Prime Minister Taro Aso's cabinet plans to submit the budget, for the year to March 2009, to parliament early next year, the officials said.
The budget, exceeding the 1.81 trillion yen first supplementary budget, is intended to fund cash handouts, a job-creation scheme and other economic measures in the 26.9-trillion-yen stimulus package unveiled in October.
Separately, the finance ministry announced a draft state budget reaching an all-time high of 88.5 trillion yen for the year to March 2010, giving up its belt-tightening policy amid the global financial crisis.
"I would like to compile an audacious and practical budget aimed at recovering the economy and securing people's life," Aso said in a statement.
The total amount of national bonds issued in the 2009-2010 financial year will reach 33.3 trillion yen, marking the first rise in four years.

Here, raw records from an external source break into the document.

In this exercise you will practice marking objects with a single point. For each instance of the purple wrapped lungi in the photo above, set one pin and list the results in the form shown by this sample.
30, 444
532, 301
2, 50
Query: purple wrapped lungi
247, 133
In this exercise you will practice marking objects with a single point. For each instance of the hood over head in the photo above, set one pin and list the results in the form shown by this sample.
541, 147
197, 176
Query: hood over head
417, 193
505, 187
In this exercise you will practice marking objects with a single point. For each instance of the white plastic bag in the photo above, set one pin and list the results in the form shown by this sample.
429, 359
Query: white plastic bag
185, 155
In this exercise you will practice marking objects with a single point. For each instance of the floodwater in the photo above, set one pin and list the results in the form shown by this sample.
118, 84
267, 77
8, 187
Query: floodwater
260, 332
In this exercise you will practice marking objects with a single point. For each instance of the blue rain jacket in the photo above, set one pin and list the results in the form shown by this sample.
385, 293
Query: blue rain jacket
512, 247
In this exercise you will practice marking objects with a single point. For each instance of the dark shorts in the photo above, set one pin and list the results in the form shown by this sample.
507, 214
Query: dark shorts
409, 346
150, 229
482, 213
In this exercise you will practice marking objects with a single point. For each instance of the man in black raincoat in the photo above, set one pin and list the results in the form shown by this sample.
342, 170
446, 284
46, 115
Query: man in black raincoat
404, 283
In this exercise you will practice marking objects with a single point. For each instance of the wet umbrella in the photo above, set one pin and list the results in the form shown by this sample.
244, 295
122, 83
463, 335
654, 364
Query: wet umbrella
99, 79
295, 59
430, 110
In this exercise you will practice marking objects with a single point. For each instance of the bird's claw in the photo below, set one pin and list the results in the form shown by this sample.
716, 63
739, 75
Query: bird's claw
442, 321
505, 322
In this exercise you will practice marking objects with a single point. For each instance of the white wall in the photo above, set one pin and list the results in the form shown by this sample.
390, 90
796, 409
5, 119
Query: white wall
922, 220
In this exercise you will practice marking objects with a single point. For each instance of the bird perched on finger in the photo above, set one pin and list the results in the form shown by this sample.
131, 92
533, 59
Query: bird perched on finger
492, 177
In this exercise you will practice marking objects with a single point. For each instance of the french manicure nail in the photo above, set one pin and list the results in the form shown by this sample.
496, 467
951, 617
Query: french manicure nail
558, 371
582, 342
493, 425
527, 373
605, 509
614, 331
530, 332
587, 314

"The rapid deterioration of the economy is far beyond our projections," Finance Minister Shoichi Nakagawa told a news conference. "It is our important task to take flexible measures for the people and the economy."
The government plans to adopt the draft budget on Wednesday following minor revisions. It will then be submitted to parliament in January.
The Japanese government on Friday forecast zero growth for the year to March 2010, battling to stave off a prolonged contraction in the world's second-largest economy.
It was Japan's first zero growth forecast in real terms in seven years as Asia's largest economy is battered by slowing demand overseas for its exports and a slump in domestic demand.
The global economic crisis has plunged Japan into recession in the current year to March 2009, despite earlier government projections of growth.